The metro Atlanta and national average prices for unleaded gasoline have dropped slightly, contrary to some concerns that the beginning of the war with Iraq would drive those prices up.
The average cost for a gallon of regular grade unleaded gas in metro Atlanta Monday was $1.57, down almost one cent from the previous day, according to AAA's daily fuel gauge report. The national average for gas has also dropped slightly, from about $1.71 per gallon to $1.705.
Some gas stations around the Southern Crescent had prices around the metro area average, with prices for regular unleaded in Henry and Clayton counties about $1.50 to $1.60 per gallon, while other stations were even lower.
At the QuikTrip store at Ga. Highway 54 and Tara Boulevard in Jonesboro, for instance, regular unleaded gas cost only $1.47 per gallon. But that didn't surprise Hampton resident Larry Justice, who stopped there for gas on Monday.
"It's good that it's going down," said Justice. "I figured it would until it hit about $1.50 per gallon."

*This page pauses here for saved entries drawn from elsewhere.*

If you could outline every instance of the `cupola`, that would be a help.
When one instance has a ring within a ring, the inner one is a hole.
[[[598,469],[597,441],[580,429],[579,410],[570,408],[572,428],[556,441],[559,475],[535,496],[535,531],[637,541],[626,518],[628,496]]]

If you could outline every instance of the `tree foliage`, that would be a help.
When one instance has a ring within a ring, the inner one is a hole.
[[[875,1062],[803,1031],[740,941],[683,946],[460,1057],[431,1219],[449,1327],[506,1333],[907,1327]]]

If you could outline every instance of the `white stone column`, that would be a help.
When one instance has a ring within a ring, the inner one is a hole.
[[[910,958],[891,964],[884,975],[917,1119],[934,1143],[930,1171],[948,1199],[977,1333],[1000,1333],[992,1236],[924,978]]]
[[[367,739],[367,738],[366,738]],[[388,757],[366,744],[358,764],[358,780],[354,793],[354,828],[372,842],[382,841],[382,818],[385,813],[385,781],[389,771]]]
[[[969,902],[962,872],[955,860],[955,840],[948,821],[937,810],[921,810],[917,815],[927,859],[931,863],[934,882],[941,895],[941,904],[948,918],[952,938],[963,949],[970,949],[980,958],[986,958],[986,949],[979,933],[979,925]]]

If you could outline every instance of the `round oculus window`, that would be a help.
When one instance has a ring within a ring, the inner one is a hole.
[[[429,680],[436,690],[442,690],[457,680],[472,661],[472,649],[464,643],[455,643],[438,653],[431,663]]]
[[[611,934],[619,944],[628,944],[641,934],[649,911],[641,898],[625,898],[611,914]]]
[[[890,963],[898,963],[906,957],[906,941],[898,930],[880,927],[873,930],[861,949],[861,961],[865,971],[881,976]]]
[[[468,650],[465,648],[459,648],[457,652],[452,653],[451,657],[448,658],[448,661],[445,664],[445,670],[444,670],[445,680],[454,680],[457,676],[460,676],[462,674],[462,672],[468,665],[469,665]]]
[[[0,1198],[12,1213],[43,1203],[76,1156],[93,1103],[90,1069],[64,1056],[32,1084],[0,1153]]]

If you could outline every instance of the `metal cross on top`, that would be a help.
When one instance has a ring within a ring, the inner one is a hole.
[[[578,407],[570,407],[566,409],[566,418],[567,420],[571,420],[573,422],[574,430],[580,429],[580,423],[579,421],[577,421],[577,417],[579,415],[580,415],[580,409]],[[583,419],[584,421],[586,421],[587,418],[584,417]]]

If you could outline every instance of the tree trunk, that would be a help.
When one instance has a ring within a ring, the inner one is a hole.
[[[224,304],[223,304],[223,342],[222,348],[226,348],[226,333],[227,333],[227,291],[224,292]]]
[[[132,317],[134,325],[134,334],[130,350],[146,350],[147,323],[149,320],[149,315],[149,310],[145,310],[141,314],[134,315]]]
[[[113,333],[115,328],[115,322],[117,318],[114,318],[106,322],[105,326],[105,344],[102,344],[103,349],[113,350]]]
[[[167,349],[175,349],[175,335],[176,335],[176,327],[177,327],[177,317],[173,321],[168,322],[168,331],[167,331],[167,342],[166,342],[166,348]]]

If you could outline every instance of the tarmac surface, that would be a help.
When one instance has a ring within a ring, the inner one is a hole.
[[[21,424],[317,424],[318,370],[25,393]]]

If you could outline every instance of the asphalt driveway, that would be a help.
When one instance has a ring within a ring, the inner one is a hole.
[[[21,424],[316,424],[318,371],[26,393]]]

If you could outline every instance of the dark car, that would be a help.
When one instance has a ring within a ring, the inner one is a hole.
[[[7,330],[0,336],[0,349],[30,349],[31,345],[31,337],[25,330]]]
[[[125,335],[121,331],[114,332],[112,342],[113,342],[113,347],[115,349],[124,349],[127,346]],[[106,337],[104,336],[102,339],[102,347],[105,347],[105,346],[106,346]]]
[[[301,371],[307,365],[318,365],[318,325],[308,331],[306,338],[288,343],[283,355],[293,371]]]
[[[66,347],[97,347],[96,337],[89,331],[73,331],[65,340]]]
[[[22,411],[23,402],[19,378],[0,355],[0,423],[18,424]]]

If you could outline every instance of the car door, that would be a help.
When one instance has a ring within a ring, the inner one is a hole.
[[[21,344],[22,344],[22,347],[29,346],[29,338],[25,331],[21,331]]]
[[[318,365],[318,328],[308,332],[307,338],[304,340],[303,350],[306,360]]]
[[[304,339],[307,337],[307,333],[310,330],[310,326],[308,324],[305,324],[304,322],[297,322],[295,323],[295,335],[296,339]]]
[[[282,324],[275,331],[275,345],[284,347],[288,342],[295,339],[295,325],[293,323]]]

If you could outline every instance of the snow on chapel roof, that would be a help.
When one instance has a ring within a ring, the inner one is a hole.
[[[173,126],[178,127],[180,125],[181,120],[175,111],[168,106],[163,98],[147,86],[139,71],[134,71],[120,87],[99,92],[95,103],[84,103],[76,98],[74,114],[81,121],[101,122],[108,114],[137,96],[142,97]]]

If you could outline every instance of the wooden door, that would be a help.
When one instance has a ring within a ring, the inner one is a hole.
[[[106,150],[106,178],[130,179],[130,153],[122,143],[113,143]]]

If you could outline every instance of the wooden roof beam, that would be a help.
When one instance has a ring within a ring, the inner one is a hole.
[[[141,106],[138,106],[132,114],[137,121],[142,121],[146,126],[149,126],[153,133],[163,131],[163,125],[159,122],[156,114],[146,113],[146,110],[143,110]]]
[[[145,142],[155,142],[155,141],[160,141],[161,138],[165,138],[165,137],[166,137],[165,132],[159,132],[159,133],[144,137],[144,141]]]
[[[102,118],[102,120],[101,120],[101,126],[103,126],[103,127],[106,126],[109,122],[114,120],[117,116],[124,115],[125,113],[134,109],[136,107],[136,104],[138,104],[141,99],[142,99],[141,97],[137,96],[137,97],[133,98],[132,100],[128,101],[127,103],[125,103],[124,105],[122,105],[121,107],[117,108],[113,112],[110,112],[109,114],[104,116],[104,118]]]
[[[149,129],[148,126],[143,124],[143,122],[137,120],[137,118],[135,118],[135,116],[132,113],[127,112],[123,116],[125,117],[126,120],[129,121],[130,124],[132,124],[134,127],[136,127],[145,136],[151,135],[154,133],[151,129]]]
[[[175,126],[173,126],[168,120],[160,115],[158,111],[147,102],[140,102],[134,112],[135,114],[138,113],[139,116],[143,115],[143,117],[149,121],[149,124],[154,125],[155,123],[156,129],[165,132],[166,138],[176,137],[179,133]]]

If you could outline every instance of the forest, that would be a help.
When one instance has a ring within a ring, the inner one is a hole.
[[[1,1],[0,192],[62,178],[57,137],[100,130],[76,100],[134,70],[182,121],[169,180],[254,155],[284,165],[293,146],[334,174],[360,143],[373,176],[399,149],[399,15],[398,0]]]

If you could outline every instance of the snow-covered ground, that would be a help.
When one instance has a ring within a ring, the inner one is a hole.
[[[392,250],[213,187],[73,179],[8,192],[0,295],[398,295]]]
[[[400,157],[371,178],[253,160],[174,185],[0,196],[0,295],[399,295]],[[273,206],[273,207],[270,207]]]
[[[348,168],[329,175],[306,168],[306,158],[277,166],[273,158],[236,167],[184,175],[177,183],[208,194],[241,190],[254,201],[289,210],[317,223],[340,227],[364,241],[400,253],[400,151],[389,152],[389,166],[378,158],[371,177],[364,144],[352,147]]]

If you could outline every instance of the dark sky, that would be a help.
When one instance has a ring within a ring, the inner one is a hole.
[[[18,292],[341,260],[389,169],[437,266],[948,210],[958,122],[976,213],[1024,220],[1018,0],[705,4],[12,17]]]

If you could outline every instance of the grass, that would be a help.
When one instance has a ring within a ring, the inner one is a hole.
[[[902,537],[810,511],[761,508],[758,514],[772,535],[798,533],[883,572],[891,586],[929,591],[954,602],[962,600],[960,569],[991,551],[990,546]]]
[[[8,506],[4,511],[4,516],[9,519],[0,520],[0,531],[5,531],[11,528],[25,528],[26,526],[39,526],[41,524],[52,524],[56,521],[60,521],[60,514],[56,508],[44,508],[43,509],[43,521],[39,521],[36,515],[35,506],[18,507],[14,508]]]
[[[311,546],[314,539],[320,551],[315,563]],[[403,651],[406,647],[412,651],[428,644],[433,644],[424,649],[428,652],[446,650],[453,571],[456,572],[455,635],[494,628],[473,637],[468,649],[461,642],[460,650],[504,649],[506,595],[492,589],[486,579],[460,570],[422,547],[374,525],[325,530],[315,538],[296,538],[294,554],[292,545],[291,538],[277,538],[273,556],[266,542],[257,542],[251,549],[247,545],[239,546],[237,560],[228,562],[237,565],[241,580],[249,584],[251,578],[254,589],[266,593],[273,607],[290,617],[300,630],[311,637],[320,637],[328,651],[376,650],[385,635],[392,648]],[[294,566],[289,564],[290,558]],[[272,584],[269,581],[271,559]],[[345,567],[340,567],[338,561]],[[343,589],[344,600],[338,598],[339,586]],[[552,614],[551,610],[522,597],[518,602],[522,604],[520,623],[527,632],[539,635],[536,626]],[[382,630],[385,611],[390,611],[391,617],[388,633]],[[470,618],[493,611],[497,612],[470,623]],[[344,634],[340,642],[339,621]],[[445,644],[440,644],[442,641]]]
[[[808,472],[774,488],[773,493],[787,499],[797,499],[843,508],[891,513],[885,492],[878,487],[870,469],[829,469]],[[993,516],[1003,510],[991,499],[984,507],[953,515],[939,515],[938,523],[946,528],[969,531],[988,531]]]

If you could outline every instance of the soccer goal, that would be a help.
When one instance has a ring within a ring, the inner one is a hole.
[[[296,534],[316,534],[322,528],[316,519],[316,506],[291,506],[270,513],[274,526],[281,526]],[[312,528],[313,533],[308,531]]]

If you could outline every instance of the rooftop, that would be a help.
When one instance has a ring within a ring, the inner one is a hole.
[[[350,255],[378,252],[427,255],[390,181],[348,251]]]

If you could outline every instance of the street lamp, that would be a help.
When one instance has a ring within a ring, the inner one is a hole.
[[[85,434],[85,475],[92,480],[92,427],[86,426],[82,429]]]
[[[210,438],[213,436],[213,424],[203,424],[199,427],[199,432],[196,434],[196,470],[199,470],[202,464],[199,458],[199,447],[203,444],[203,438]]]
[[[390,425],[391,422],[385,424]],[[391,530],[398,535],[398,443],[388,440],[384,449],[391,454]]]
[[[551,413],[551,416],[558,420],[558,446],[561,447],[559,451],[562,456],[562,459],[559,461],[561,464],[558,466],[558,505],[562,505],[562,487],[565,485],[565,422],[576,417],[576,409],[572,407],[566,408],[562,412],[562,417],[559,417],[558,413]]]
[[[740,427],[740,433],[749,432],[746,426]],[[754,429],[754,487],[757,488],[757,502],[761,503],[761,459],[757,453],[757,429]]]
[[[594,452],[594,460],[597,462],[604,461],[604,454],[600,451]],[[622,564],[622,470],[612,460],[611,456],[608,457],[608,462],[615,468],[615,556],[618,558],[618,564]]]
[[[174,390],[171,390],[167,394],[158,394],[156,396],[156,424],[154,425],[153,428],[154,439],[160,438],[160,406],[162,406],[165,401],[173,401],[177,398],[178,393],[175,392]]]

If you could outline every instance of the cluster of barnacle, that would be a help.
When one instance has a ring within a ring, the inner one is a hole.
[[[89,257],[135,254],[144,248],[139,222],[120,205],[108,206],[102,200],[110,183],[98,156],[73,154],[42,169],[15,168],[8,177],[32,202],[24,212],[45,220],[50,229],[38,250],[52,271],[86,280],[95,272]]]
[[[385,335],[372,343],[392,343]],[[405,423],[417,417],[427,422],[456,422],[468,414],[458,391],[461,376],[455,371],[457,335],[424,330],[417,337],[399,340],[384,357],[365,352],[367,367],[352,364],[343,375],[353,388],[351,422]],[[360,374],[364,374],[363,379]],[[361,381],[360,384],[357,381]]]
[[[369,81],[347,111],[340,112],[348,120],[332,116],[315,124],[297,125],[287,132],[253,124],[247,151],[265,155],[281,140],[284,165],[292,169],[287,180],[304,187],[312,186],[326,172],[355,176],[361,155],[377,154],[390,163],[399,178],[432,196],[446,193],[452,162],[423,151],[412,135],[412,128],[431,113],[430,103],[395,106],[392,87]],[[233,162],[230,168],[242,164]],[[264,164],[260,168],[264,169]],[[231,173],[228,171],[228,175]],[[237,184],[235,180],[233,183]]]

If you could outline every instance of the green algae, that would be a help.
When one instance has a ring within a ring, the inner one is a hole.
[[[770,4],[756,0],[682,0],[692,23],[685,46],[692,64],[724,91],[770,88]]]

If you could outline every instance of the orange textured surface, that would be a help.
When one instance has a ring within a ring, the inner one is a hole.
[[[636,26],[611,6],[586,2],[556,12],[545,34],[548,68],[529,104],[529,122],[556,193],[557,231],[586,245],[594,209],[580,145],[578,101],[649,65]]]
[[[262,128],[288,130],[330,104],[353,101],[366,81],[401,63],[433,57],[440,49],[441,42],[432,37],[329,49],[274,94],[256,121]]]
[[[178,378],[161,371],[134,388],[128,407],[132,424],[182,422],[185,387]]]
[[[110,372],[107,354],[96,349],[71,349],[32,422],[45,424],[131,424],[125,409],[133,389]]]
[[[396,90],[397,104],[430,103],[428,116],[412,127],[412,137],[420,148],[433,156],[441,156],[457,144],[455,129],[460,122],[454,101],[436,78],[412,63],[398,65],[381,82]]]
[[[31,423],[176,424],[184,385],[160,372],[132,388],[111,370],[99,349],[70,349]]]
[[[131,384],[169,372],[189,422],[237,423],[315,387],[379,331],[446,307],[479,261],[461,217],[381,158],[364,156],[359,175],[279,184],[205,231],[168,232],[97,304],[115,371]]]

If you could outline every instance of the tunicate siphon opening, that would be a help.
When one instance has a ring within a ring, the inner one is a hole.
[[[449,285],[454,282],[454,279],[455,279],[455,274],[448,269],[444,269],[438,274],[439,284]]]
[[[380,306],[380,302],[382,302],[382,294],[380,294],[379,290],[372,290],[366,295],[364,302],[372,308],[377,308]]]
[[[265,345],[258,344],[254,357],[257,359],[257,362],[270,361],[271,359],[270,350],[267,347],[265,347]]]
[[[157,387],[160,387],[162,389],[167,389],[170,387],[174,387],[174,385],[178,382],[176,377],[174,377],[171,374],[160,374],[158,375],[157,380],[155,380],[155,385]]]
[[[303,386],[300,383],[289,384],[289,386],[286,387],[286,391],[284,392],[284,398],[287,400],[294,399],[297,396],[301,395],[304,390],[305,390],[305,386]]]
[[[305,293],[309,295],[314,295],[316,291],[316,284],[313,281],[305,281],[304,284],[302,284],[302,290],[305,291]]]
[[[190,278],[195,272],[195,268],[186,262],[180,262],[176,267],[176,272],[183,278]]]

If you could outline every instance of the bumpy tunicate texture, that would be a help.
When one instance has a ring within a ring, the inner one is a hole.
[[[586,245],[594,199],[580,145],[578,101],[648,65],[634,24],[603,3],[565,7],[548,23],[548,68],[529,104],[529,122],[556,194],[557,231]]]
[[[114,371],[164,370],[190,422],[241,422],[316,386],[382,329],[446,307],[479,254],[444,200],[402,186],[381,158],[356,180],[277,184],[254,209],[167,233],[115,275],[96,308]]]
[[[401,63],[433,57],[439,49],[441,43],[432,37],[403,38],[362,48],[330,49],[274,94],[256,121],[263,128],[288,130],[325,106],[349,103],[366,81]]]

Gas prices have started to stabilize in the United States because there isn't a shortage of crude oil or natural gas, a AAA spokeswoman says, though that could change depending on the outcome of the war with Iraq.
"One thing consumers need to be aware of is that oil and natural gas suppliers are working hard to show they have plenty of supply," explained Pam Fox, spokeswoman for AAA Auto Club South in Atlanta. "Right now, we're not seeing any interruption in the flow of crude oil, so there's plenty of supply. We don't foresee any massive increases unless that flow is interrupted."
Crude oil prices have remained steady around $36 per barrel, Fox said, so retail gas prices won't drop much more from current levels unless crude oil costs decrease. And with cold weather continuing in some parts of the country through the beginning of spring, that has helped keep demand high for petroleum products.
Also, as warmer weather arrives, Fox said, gas producers will start to make cleaner-burning versions of automobile fuel for the summer months, and that added cost could cancel out decreases in crude oil prices.
"We're seeing retail gas prices level out a bit, but we don't expect to see them drop much (because of that conversion)," Fox said.